The U.S. Securities and Exchange Commission adopted a rule June 22 expanding the definition of the “family office” exclusion under the Investment Advisers Act of 1940. The SEC rule incorporated several suggestions made by the American Institute of Certified Public Accountants.
Historically, family offices were not required to register with the SEC because the Investment Advisers Act provided an exemption to investment advisers who had fewer than 15 clients. The exemption was removed by the Dodd-Frank Wall Street Reform and Consumer Protection Act so the SEC could regulate hedge funds and other private equity fund advisers, but Dodd-Frank mandated that the SEC define family offices so that they would not have to register under the Investment Advisers Act.
The final rule states that a family office is exempt from registration if it provides investment advice only to “family clients,” is wholly owned by family clients and is exclusively controlled by family members and/or family entities, and does not hold itself out to the public as an investment adviser.
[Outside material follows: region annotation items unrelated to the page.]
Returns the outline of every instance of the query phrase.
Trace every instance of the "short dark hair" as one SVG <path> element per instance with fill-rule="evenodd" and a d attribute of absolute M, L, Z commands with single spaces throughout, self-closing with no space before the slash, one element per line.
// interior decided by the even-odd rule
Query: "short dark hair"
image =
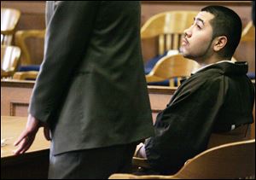
<path fill-rule="evenodd" d="M 218 36 L 227 38 L 227 44 L 219 52 L 219 55 L 224 58 L 231 58 L 237 48 L 241 35 L 241 20 L 239 15 L 232 9 L 224 6 L 207 6 L 201 9 L 214 15 L 210 20 L 212 26 L 212 38 Z"/>

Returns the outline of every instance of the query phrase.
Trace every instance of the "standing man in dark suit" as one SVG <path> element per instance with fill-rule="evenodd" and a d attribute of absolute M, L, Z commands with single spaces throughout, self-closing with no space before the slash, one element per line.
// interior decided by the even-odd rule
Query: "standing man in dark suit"
<path fill-rule="evenodd" d="M 137 142 L 154 133 L 139 2 L 49 1 L 47 12 L 44 59 L 15 154 L 44 126 L 49 178 L 128 172 Z"/>

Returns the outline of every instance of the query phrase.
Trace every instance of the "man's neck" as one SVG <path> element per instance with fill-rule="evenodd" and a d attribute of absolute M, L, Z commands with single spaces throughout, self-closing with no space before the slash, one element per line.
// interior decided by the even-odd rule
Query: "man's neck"
<path fill-rule="evenodd" d="M 227 61 L 227 60 L 228 59 L 226 59 L 226 58 L 212 55 L 211 57 L 208 57 L 207 59 L 195 60 L 195 61 L 197 61 L 201 65 L 201 67 L 205 67 L 205 66 L 207 66 L 210 64 L 215 64 L 218 61 Z"/>

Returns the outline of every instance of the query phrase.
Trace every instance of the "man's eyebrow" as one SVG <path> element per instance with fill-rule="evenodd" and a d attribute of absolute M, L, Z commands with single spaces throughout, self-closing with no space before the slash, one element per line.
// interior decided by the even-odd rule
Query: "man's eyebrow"
<path fill-rule="evenodd" d="M 205 22 L 204 22 L 204 20 L 202 20 L 202 19 L 200 19 L 200 18 L 194 18 L 194 21 L 201 21 L 201 23 L 203 24 L 203 25 L 205 25 Z"/>

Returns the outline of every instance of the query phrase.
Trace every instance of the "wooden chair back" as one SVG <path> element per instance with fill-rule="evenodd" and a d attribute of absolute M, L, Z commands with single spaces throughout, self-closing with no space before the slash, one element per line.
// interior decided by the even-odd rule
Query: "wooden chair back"
<path fill-rule="evenodd" d="M 158 61 L 152 71 L 146 75 L 146 80 L 150 83 L 170 79 L 170 86 L 174 86 L 173 78 L 189 77 L 199 67 L 197 62 L 184 58 L 182 54 L 167 55 Z M 180 82 L 177 82 L 178 86 Z"/>
<path fill-rule="evenodd" d="M 20 49 L 16 46 L 1 45 L 1 78 L 12 77 L 20 57 Z"/>
<path fill-rule="evenodd" d="M 149 18 L 141 29 L 142 39 L 157 38 L 158 55 L 179 49 L 185 29 L 194 22 L 198 11 L 168 11 Z"/>
<path fill-rule="evenodd" d="M 20 11 L 1 8 L 1 44 L 11 45 L 15 27 L 20 17 Z"/>
<path fill-rule="evenodd" d="M 172 176 L 113 174 L 109 179 L 240 179 L 255 178 L 255 139 L 207 149 L 188 160 Z"/>
<path fill-rule="evenodd" d="M 252 42 L 255 41 L 255 26 L 253 21 L 249 21 L 248 24 L 242 30 L 241 42 Z"/>
<path fill-rule="evenodd" d="M 33 61 L 32 59 L 32 52 L 29 49 L 28 41 L 30 38 L 35 38 L 37 43 L 41 43 L 44 41 L 45 30 L 22 30 L 17 31 L 15 33 L 15 44 L 20 47 L 21 49 L 21 65 L 32 65 Z M 38 54 L 44 53 L 44 43 L 42 49 L 32 49 Z"/>

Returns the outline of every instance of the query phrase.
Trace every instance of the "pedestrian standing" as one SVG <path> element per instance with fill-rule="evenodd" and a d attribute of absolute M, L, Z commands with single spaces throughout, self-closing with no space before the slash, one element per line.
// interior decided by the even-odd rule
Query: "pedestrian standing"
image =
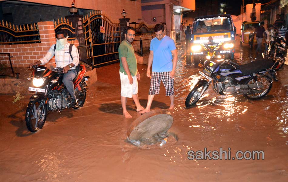
<path fill-rule="evenodd" d="M 287 29 L 284 27 L 282 23 L 279 24 L 279 26 L 278 30 L 278 36 L 283 36 L 284 38 L 284 40 L 286 41 L 286 38 L 285 37 L 285 34 L 288 32 Z"/>
<path fill-rule="evenodd" d="M 186 41 L 186 49 L 187 49 L 189 47 L 189 45 L 190 44 L 190 40 L 191 39 L 191 29 L 190 29 L 190 27 L 189 26 L 187 26 L 187 29 L 185 31 L 185 37 Z"/>
<path fill-rule="evenodd" d="M 180 41 L 182 41 L 184 37 L 184 25 L 183 25 L 183 22 L 181 23 L 180 25 Z"/>
<path fill-rule="evenodd" d="M 257 48 L 256 51 L 262 52 L 261 44 L 263 39 L 263 33 L 265 32 L 265 29 L 263 27 L 264 26 L 264 22 L 262 22 L 260 23 L 260 26 L 257 27 L 255 29 L 254 33 L 256 33 L 256 39 L 257 41 Z"/>
<path fill-rule="evenodd" d="M 266 30 L 263 33 L 263 37 L 264 42 L 265 42 L 265 51 L 267 50 L 268 49 L 268 44 L 270 41 L 273 41 L 274 39 L 270 35 L 275 36 L 274 31 L 273 29 L 273 25 L 268 25 Z"/>
<path fill-rule="evenodd" d="M 126 118 L 132 116 L 127 111 L 127 98 L 132 98 L 136 105 L 136 111 L 144 108 L 141 106 L 138 97 L 138 80 L 140 74 L 137 68 L 137 61 L 134 54 L 134 49 L 131 44 L 135 38 L 135 29 L 128 27 L 125 31 L 125 39 L 122 41 L 118 48 L 120 61 L 120 80 L 121 82 L 121 104 L 123 116 Z"/>
<path fill-rule="evenodd" d="M 160 83 L 162 81 L 166 90 L 166 96 L 169 96 L 170 106 L 174 107 L 174 78 L 177 63 L 177 51 L 174 41 L 164 35 L 164 25 L 156 24 L 154 27 L 156 37 L 151 40 L 150 53 L 148 61 L 146 76 L 151 79 L 147 105 L 141 113 L 150 111 L 151 105 L 155 94 L 159 94 Z M 152 64 L 153 63 L 153 64 Z M 152 66 L 152 74 L 150 69 Z"/>

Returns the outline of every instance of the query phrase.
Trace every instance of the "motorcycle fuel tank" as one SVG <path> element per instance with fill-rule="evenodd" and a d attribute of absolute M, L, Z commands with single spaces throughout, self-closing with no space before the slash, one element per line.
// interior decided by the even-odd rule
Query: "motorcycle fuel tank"
<path fill-rule="evenodd" d="M 34 76 L 36 78 L 45 77 L 49 76 L 51 72 L 50 69 L 45 66 L 38 66 L 34 72 Z"/>
<path fill-rule="evenodd" d="M 219 69 L 219 65 L 224 61 L 224 60 L 211 58 L 206 61 L 204 65 L 204 70 L 206 69 L 206 71 L 212 73 L 216 71 L 217 71 L 217 69 Z"/>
As the AICPA and others suggested, the SEC adopted an approach that permits a family to choose a common ancestor (who may be deceased) and define family members by reference to the degree of lineal kinship to the designated relative. In order to prevent families from choosing an extremely remote ancestor, which could allow commercial advisory businesses to rely on the rule, the SEC is imposing a 10 generation limit between the oldest and youngest generation of family members. Such a limit would constrain the scope of persons considered family members while accommodating the typical number of generations served by most family offices.
The SEC adopted another AICPA suggestion regarding the transition period provided for relief for involuntary transfers. It has been extended from a four month transition period to one year.
A suggestion made by the AICPA and others that the SEC expand who may own the family office from “family members” to “family clients” was agreed to by the SEC.
If family offices do not meet the terms of the exclusion, they will have to register with the SEC or applicable state securities authorities by March 30, 2012. A family office that does not meet the conditions of the rule may petition for an exemptive order from the SEC. Existing exemptive orders will not be rescinded. The rule allows for a longer transition period (through Dec. 31, 2013) for the termination of relationships with charitable entities or non-profit organizations that are not exclusively funded by the family.
The AICPA’s comment letter, a Journal of Accountancy article summarizing the AICPA’s recommendations and a comparison of the AICPA’s recommendations with the SEC’s final rule are available on the AICPA website.